In 1869 a Dutch immigrant woodworker called Henry Tibbe began the production of a corn cob pipe, little did he know that he would change the city of Washington in the state of Missouri forever. Legend has it that a local farmer whittled a pipe out of a corn cob and liked it so much he asked Henry to try turning some on his lathe. The farmer was pleased with the result so Henry made and sold a few more in his woodworking shop. The pipes sold extremely well, so well infact Henry spent more time making pipes for his customers than working with wood so he decided to begin full time production of corn cob pipes.

In 1907 the Missouri Meerschaum Company was born.

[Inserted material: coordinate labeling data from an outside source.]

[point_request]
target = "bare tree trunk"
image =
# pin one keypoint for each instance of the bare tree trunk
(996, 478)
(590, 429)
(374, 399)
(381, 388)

Meerschaum is a Turkish clay used in high grade pipes, Henry compared the Meerschaum to his pipes as they were both light, porous pipes and provided a cool smoke and decided “Missouri Meerschaum” was the perfect name.

Henry and his friend who was a chemist created an innovative system of applying a plaster based substance to the outside of the corn cob bowls. Henry later patented this process.

Washington, Missouri soon became the “Corn cob pipe capital of the world”

As time went by more pipe firms were created and by 1925 there were as many as twelve corn cob pipe companies in Missouri with most of them being in Washington. However today Missouri Meerschaum stands alone as the first and only corn cob pipe company outliving their competitors. Their pipes are loved all over the world, some are smoked and some are used as souvenirs.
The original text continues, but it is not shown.